Fortunately, vulvas in their infinite variety, are; assuming no clothes and a certain level of trust for a personal viewing.
Or crotchless clothes, or a highly comfortable vulva-carrying person! Haha, but yes, too true!

I think I equate "cock" and "cunt" together too--and in my mind, "dick" and "pussy".

"Pecker" is kind of funny though, and I find the term "peckerhead" vividly descriptive of many people.
Ahahahaha yes absolutely!

Oh, I love "bumfuzzled" (I mentioned above my love of words for varied states of confusion) and "consternated". Reminds me of one of my favourite words: "masticate". To me it sounds like what it is, but of course shares resemblance with another verb... One of my favourite words in general is "undulate"--it just has the feeling of the meaning, which I adore.

Sometimes I think that the only people who should be allowed to say "motherfucker" are me and Sam Jackson, but I guess I'm a purist.
*Grins.* Well, by my way of thinking, it's all yours.

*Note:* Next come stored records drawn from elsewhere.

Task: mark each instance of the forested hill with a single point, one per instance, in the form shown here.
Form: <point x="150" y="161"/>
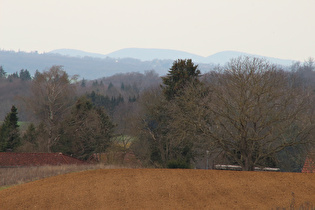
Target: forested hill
<point x="86" y="67"/>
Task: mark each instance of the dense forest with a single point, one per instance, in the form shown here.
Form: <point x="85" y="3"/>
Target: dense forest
<point x="249" y="112"/>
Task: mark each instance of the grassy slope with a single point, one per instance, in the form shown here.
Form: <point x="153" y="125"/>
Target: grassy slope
<point x="162" y="189"/>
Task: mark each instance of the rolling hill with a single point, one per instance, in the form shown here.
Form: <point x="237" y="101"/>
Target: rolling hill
<point x="94" y="66"/>
<point x="147" y="54"/>
<point x="163" y="189"/>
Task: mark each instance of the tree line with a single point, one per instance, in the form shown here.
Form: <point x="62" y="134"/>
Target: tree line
<point x="249" y="112"/>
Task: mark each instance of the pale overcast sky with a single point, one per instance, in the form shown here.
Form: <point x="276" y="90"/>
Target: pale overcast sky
<point x="276" y="28"/>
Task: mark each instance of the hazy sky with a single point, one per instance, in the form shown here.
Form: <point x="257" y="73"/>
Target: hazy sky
<point x="277" y="28"/>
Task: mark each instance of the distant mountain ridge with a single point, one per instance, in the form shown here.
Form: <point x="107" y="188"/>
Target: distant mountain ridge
<point x="149" y="54"/>
<point x="94" y="66"/>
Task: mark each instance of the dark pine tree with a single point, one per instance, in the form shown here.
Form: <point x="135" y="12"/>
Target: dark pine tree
<point x="180" y="74"/>
<point x="9" y="132"/>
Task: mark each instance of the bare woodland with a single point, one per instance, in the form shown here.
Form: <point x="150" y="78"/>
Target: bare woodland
<point x="249" y="110"/>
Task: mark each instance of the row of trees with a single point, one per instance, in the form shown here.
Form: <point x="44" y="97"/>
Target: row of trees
<point x="249" y="110"/>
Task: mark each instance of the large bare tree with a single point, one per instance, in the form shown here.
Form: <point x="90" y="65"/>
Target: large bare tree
<point x="52" y="95"/>
<point x="251" y="110"/>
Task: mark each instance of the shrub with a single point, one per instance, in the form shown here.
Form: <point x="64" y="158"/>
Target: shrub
<point x="178" y="164"/>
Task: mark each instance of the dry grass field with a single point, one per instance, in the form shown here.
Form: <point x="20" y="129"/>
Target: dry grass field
<point x="162" y="189"/>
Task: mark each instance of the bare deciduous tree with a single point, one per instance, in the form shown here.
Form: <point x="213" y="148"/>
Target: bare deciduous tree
<point x="251" y="111"/>
<point x="51" y="97"/>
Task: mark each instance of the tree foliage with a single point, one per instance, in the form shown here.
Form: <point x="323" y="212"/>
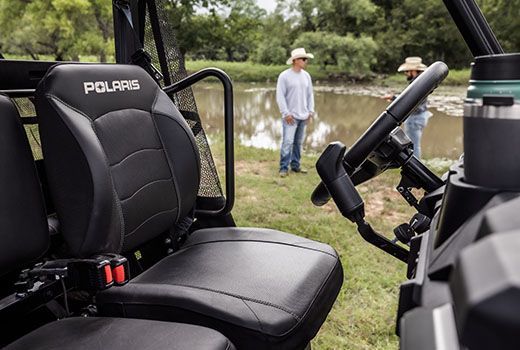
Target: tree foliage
<point x="61" y="28"/>
<point x="357" y="36"/>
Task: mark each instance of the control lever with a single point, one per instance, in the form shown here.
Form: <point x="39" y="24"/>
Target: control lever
<point x="393" y="116"/>
<point x="419" y="223"/>
<point x="337" y="182"/>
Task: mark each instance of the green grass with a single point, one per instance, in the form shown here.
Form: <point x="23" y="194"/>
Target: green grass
<point x="363" y="316"/>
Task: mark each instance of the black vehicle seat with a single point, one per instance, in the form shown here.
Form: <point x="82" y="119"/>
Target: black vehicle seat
<point x="24" y="239"/>
<point x="123" y="168"/>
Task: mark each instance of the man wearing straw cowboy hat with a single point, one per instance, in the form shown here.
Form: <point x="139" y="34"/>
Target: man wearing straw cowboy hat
<point x="296" y="102"/>
<point x="414" y="125"/>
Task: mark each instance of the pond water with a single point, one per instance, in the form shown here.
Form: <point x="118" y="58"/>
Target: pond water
<point x="342" y="115"/>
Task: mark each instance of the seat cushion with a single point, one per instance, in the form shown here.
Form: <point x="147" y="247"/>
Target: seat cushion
<point x="263" y="289"/>
<point x="119" y="333"/>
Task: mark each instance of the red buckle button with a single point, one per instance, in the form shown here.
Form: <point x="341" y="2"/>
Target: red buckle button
<point x="119" y="274"/>
<point x="108" y="274"/>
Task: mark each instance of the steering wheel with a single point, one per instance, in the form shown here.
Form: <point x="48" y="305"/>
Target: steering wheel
<point x="378" y="132"/>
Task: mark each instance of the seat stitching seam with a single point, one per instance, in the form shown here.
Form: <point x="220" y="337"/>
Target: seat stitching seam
<point x="256" y="316"/>
<point x="329" y="275"/>
<point x="153" y="114"/>
<point x="147" y="220"/>
<point x="135" y="152"/>
<point x="258" y="241"/>
<point x="142" y="187"/>
<point x="114" y="191"/>
<point x="296" y="317"/>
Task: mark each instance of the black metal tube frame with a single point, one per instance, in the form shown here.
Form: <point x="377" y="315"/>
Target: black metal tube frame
<point x="228" y="129"/>
<point x="473" y="26"/>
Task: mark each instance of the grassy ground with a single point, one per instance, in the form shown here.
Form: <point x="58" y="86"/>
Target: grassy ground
<point x="363" y="316"/>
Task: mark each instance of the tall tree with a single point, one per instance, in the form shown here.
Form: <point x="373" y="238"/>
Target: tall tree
<point x="61" y="28"/>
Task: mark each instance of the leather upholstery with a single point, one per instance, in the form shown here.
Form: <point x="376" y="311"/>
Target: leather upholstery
<point x="24" y="238"/>
<point x="263" y="289"/>
<point x="109" y="156"/>
<point x="118" y="333"/>
<point x="22" y="214"/>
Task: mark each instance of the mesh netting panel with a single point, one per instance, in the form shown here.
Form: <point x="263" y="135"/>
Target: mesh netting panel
<point x="26" y="109"/>
<point x="184" y="100"/>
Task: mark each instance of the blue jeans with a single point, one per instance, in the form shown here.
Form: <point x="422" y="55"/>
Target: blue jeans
<point x="292" y="140"/>
<point x="413" y="127"/>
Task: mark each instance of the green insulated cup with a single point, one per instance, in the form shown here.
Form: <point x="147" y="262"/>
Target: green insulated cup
<point x="492" y="123"/>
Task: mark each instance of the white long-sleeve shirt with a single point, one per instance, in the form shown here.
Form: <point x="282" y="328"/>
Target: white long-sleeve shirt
<point x="294" y="94"/>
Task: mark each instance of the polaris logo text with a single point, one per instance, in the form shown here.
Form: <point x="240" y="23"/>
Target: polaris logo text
<point x="102" y="87"/>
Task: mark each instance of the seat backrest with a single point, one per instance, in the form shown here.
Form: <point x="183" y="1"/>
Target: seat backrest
<point x="122" y="163"/>
<point x="24" y="233"/>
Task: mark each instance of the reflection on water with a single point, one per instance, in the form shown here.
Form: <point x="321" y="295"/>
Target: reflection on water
<point x="341" y="117"/>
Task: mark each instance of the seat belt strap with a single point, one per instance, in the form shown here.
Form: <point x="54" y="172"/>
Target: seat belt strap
<point x="180" y="232"/>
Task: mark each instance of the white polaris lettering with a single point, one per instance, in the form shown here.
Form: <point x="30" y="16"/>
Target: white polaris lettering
<point x="116" y="85"/>
<point x="102" y="87"/>
<point x="110" y="87"/>
<point x="88" y="86"/>
<point x="125" y="85"/>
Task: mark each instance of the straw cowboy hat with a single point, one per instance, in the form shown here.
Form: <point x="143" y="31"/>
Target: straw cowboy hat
<point x="299" y="53"/>
<point x="412" y="63"/>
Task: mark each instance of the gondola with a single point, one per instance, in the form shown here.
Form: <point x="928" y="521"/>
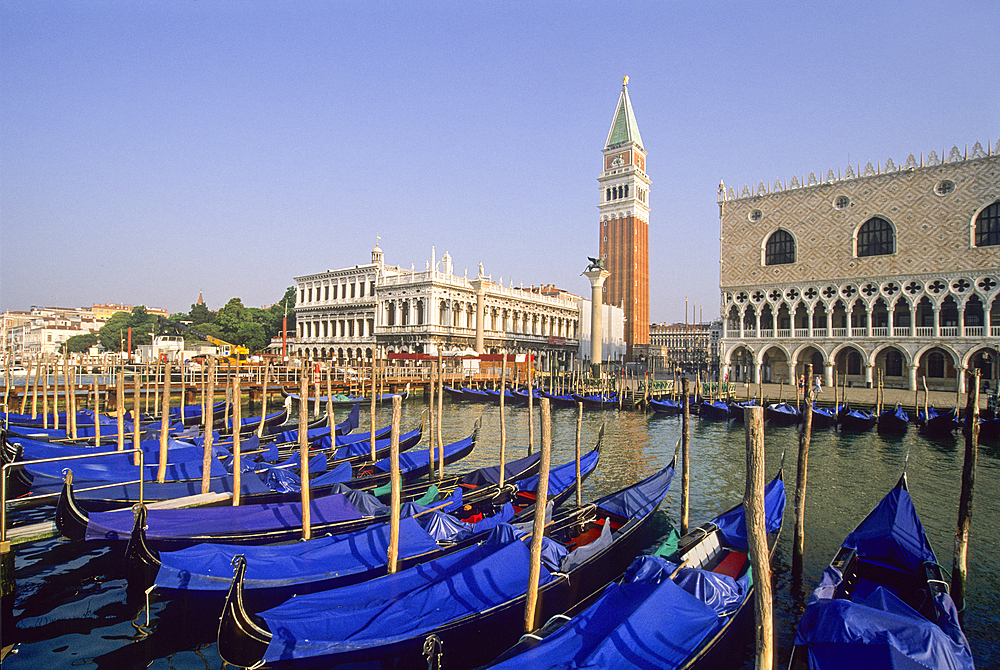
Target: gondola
<point x="782" y="414"/>
<point x="252" y="523"/>
<point x="465" y="608"/>
<point x="738" y="409"/>
<point x="508" y="397"/>
<point x="717" y="410"/>
<point x="857" y="420"/>
<point x="666" y="406"/>
<point x="937" y="424"/>
<point x="560" y="399"/>
<point x="893" y="421"/>
<point x="522" y="396"/>
<point x="454" y="393"/>
<point x="475" y="395"/>
<point x="824" y="417"/>
<point x="430" y="528"/>
<point x="597" y="400"/>
<point x="883" y="601"/>
<point x="253" y="490"/>
<point x="681" y="611"/>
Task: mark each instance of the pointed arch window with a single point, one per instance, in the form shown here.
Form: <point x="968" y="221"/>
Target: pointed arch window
<point x="780" y="248"/>
<point x="988" y="226"/>
<point x="876" y="237"/>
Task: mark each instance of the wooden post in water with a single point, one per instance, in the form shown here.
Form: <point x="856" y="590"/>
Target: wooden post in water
<point x="432" y="471"/>
<point x="136" y="397"/>
<point x="120" y="405"/>
<point x="503" y="420"/>
<point x="55" y="393"/>
<point x="97" y="411"/>
<point x="263" y="404"/>
<point x="45" y="392"/>
<point x="579" y="478"/>
<point x="209" y="421"/>
<point x="316" y="391"/>
<point x="440" y="415"/>
<point x="395" y="485"/>
<point x="237" y="455"/>
<point x="685" y="456"/>
<point x="538" y="528"/>
<point x="71" y="397"/>
<point x="531" y="413"/>
<point x="329" y="403"/>
<point x="805" y="435"/>
<point x="959" y="570"/>
<point x="161" y="472"/>
<point x="923" y="378"/>
<point x="304" y="451"/>
<point x="753" y="506"/>
<point x="371" y="414"/>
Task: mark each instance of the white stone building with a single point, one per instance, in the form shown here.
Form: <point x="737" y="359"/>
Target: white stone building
<point x="347" y="314"/>
<point x="890" y="271"/>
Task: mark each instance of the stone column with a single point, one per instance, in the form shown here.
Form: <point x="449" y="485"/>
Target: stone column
<point x="479" y="284"/>
<point x="597" y="278"/>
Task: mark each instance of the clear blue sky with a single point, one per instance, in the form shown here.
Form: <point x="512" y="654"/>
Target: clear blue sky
<point x="152" y="150"/>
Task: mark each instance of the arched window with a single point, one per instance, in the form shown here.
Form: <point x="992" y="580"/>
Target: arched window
<point x="935" y="364"/>
<point x="988" y="226"/>
<point x="876" y="238"/>
<point x="780" y="248"/>
<point x="893" y="363"/>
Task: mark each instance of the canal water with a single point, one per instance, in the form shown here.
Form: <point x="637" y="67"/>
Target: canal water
<point x="71" y="608"/>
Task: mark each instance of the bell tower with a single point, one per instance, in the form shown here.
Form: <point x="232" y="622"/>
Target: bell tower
<point x="624" y="227"/>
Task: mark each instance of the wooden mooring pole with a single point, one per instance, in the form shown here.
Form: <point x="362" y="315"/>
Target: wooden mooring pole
<point x="304" y="451"/>
<point x="538" y="528"/>
<point x="209" y="422"/>
<point x="395" y="485"/>
<point x="805" y="434"/>
<point x="959" y="570"/>
<point x="685" y="455"/>
<point x="753" y="507"/>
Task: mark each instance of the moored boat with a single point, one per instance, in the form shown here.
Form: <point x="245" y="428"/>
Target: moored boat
<point x="684" y="611"/>
<point x="883" y="602"/>
<point x="893" y="421"/>
<point x="467" y="606"/>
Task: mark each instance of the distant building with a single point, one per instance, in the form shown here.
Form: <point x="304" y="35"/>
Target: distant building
<point x="106" y="310"/>
<point x="47" y="328"/>
<point x="891" y="270"/>
<point x="685" y="347"/>
<point x="624" y="226"/>
<point x="348" y="314"/>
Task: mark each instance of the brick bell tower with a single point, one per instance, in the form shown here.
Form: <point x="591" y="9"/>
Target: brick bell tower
<point x="624" y="229"/>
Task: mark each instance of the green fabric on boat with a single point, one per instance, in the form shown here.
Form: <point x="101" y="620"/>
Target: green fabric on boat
<point x="428" y="497"/>
<point x="668" y="548"/>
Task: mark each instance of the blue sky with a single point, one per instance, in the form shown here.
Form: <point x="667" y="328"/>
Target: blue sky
<point x="149" y="151"/>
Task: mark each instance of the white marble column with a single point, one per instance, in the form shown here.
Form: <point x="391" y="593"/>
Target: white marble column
<point x="597" y="278"/>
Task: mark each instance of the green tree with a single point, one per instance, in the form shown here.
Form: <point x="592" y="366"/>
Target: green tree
<point x="82" y="342"/>
<point x="201" y="314"/>
<point x="231" y="316"/>
<point x="278" y="311"/>
<point x="113" y="335"/>
<point x="252" y="336"/>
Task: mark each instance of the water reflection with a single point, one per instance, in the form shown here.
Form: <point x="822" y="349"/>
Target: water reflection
<point x="71" y="602"/>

Actually, my friends and I tend to use it, but not as a cuss. "Motherfucker" is the term for the person who is taking too long and making everyone else late--like by applying eyeliner (could be a gal or guy of the house) while we're all ready to head out the door. It is then customary to say, "[Name] is the motherfucker! Motherfucker making us late!"

Uh, I also tend to run on, but the subject is interesting.
I'm sure you can tell by my making the post and my long replies that I am not interested in this subject at all. (; (Thanks for responding, with all your words!)